Search code examples
regexuipath

Regex Get Everything Between 2 Words


I need to find in text the last match word "Madhuparna" and get text between the left near match tag html to last tag html in text.

  • Word to find:

Madhuparna

  • Text input:

<p>The entire purpose speed up the process.</p><p>June 5, 2021 By Demo</p>\r\n<p>The entire purpose of a terminal emulator is to imitate how the regular computer terminals perform</p><p>Allowing the main computer to connect Madhuparna to and use a remote computer</p><li>bla bla bla bla bla bla</li>

  • Result that I need:

<p>Allowing the main computer to connect Madhuparna to and use a remote computer</p><li>bla bla bla bla bla bla</li>

  • What I have to now but not work:

/<(\S+)(>| .*?>)[^<>]*Madhuparna[^<>]*<\/\1>/g


Solution

  • You can use

    (?s)<\w+(?:\s[^>]*)?>[^<>]*Madhuparna.*</\w+>
    

    See the regex demo.

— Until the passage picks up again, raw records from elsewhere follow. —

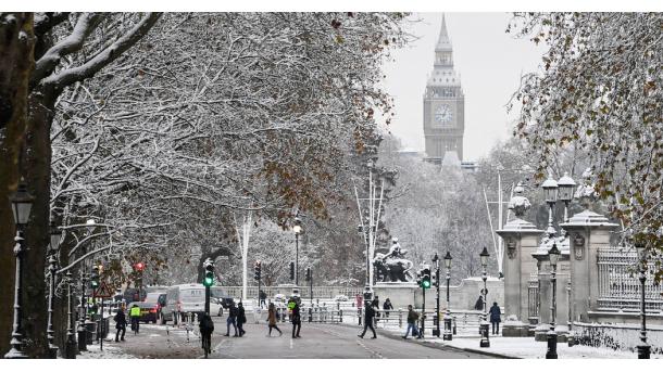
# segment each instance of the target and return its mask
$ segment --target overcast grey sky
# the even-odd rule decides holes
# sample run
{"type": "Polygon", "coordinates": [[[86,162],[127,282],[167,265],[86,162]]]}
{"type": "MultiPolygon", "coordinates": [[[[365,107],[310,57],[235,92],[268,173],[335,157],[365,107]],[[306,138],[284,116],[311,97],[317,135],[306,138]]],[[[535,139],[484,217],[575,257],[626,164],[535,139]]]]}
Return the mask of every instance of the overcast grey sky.
{"type": "MultiPolygon", "coordinates": [[[[453,46],[453,63],[465,93],[464,159],[484,156],[498,139],[511,136],[514,115],[505,104],[522,74],[536,70],[543,49],[529,39],[505,34],[511,13],[445,13],[453,46]]],[[[385,67],[384,87],[393,95],[391,133],[406,147],[424,151],[423,94],[433,70],[441,13],[415,13],[422,22],[410,27],[417,37],[393,52],[385,67]]]]}

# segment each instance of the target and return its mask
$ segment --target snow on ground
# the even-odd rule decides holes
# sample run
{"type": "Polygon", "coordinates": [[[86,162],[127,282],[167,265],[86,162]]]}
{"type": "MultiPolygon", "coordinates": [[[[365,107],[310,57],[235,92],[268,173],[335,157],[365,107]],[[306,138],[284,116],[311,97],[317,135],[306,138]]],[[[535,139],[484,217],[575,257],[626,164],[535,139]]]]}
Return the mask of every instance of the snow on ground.
{"type": "Polygon", "coordinates": [[[123,349],[113,345],[110,339],[103,342],[103,351],[100,350],[98,344],[87,346],[87,351],[80,351],[76,359],[136,359],[136,357],[124,352],[123,349]]]}

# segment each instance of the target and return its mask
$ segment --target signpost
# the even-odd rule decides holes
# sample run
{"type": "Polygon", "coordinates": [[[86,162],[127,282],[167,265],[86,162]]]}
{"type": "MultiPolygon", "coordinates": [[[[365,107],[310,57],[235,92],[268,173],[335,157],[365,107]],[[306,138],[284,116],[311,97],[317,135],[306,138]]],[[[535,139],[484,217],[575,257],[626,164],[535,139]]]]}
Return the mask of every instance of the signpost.
{"type": "Polygon", "coordinates": [[[113,297],[113,291],[111,291],[108,286],[108,284],[105,282],[101,282],[101,285],[99,286],[99,288],[95,290],[95,292],[92,292],[92,296],[93,297],[98,297],[101,298],[101,321],[99,322],[99,328],[98,328],[98,332],[100,334],[99,336],[99,350],[103,351],[103,336],[104,336],[104,332],[105,332],[105,319],[103,319],[103,300],[105,298],[111,298],[113,297]]]}

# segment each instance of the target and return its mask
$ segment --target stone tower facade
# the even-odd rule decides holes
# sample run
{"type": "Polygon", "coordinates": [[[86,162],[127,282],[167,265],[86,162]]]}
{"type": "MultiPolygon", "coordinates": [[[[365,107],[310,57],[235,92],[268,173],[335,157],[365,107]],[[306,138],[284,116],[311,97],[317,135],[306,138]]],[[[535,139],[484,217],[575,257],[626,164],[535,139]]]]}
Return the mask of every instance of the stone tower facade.
{"type": "Polygon", "coordinates": [[[465,97],[460,76],[453,69],[453,50],[442,15],[433,73],[424,92],[426,161],[441,164],[448,152],[455,152],[458,159],[462,161],[464,131],[465,97]]]}

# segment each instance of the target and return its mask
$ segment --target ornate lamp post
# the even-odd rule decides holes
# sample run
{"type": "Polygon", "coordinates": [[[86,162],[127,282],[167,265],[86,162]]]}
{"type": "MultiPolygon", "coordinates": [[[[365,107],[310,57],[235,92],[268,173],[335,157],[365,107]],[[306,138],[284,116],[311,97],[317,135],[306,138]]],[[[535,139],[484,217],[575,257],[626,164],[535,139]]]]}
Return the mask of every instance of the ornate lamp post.
{"type": "Polygon", "coordinates": [[[295,285],[299,286],[299,234],[303,231],[299,217],[295,217],[292,231],[295,232],[295,285]]]}
{"type": "Polygon", "coordinates": [[[647,249],[645,244],[637,242],[636,251],[638,252],[638,269],[640,270],[640,318],[642,324],[640,326],[640,344],[636,346],[638,349],[638,359],[649,359],[651,346],[647,344],[647,313],[645,309],[645,282],[647,281],[647,249]]]}
{"type": "Polygon", "coordinates": [[[16,236],[14,241],[16,245],[14,246],[14,256],[16,257],[16,273],[14,278],[14,324],[12,330],[12,341],[10,344],[12,345],[11,350],[9,350],[5,355],[5,359],[23,359],[27,358],[25,354],[23,354],[23,335],[21,332],[23,328],[21,325],[21,295],[22,295],[22,284],[23,284],[23,229],[27,225],[27,221],[30,217],[30,209],[33,207],[33,203],[35,202],[35,197],[27,192],[27,187],[23,178],[21,179],[21,183],[18,184],[18,189],[16,192],[10,196],[10,202],[12,204],[12,213],[14,215],[14,222],[16,223],[16,236]]]}
{"type": "Polygon", "coordinates": [[[74,333],[74,313],[72,311],[72,272],[66,270],[66,347],[64,358],[76,359],[76,338],[74,333]]]}
{"type": "Polygon", "coordinates": [[[541,185],[546,194],[546,203],[548,203],[548,229],[546,233],[549,238],[553,238],[556,234],[554,227],[552,226],[552,208],[558,202],[558,182],[552,178],[552,175],[548,175],[548,179],[541,185]]]}
{"type": "Polygon", "coordinates": [[[486,288],[486,280],[488,279],[486,274],[486,267],[488,266],[488,249],[484,247],[484,251],[479,254],[481,258],[481,279],[484,280],[484,319],[481,321],[481,342],[479,343],[480,347],[490,347],[490,339],[488,338],[488,290],[486,288]]]}
{"type": "Polygon", "coordinates": [[[558,259],[560,258],[561,252],[558,249],[556,244],[552,244],[552,248],[548,252],[550,258],[550,283],[552,284],[552,303],[550,305],[550,331],[547,333],[548,338],[548,351],[546,352],[546,359],[558,359],[558,334],[554,331],[554,319],[558,311],[556,304],[556,268],[558,259]]]}
{"type": "Polygon", "coordinates": [[[58,271],[58,259],[55,256],[58,255],[58,248],[60,247],[60,242],[62,240],[62,230],[58,229],[57,226],[51,226],[51,242],[50,248],[51,254],[49,257],[49,293],[48,293],[48,325],[47,325],[47,338],[48,338],[48,349],[49,349],[49,358],[55,359],[58,358],[58,346],[53,344],[54,331],[53,331],[53,296],[55,292],[55,273],[58,271]]]}
{"type": "Polygon", "coordinates": [[[451,332],[451,302],[449,299],[449,281],[451,280],[451,254],[449,251],[445,256],[445,267],[447,268],[447,311],[445,312],[445,335],[442,339],[451,341],[453,333],[451,332]]]}
{"type": "Polygon", "coordinates": [[[564,202],[564,222],[568,222],[568,203],[573,200],[573,190],[576,187],[576,182],[573,178],[568,177],[568,172],[565,171],[564,176],[558,181],[559,197],[561,202],[564,202]]]}

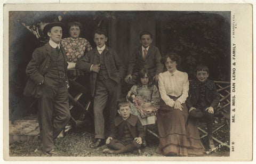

Details:

    • (?s) - an inline singleline flag
    • < - < char
    • \w+ - one or more word chars
    • (?:\s[^>]*)? - an optional occurrence of a whitespace and then zero or more chars other than >
    • > - a > char
    • [^<>]* - zero or more chars other than < and >
    • Madhuparna - a substring
    • .* - any zero or more chars, as many as possible
    • </\w+> - a </ string, any one or more word chars, >.